Her işte ifrat ve tefritten yani aşırılıklardan uzak olmak ve vasat yani orta yolu tutmak gerekir. Dinimiz, aşırılıklardan uzak, orta yolda olmayı emretmektedir. Hadis-i şeriflerde buyruldu ki:
(İfrat ve tefritten uzak durun.) [Buhari]
(Aşırı giden helak olur.) [Müslim]
(İşlerin en iyisi vasat olanıdır.) [Deylemi, Beyheki]
(Din kolaylıktır.

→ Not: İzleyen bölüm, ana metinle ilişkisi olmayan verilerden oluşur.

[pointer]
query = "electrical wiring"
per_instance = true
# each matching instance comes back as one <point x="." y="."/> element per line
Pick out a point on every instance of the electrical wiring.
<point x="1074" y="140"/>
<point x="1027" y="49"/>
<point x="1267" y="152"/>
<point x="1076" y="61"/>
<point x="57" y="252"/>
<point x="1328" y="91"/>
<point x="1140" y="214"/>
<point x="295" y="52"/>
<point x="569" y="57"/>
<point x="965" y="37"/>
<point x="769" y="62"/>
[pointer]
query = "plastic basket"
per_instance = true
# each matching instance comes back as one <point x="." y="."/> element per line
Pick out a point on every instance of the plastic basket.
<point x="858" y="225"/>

Vasattan ayrılıp aşırı gideni din mağlup eder.) [Nesai]
(İfrat ve tefritten uzak dur, vasatı tercih et; çünkü işlerin en hayırlısı orta olanıdır.) [Beyheki]
(Zenginlikte, fakirlikte orta yolu güzel tutmayan, kullukta da orta yolu güzel tutamaz.) [Bezzar]
(Doğru yolda olun, orta yolu tutun!) [Buharî]
Peygamberimizin konuya yakın hadisi- şeriflerinden de anladığımız gibi siz siz olun dostlukta da aşırı gitmeyin. Zira sonra kötü olduğunuzda zararı görecek olan yine sizsiniz.
Düşmanlığınızda da aşırı olmayın. İnsanlar sizin düşmanlığınızın dahi merhametli olduğunu bilsinler.
Düşmanlığında aşırılık gösterenlerin tamamı sonunda kendisi zarar görmüştür. Tarihler boyunca ve Osmanlı döneminde gerçek gücü elde edenler, kesinlikle düşmanlığında dahi merhameti olanlardır.
Zira aşırıya kaçan tüm toplumlar sonunda yok olup, adı bile anılmazken merhametli ve adaletli olan toplumlardan hala saygıyla bahsedilir. 
Öte yandan en acı olanı da düşmanınızı yerle bir etme fırsatınız varken, onu affetmeniz, merhamet etmenizdir. Onurlu bir düşmanınız varsa eğer ona vereceğiniz en büyük acıdır.
Sonuç olarak aşırılıkta ısrar edenler, zararın büyüğünü görecek olanlardır.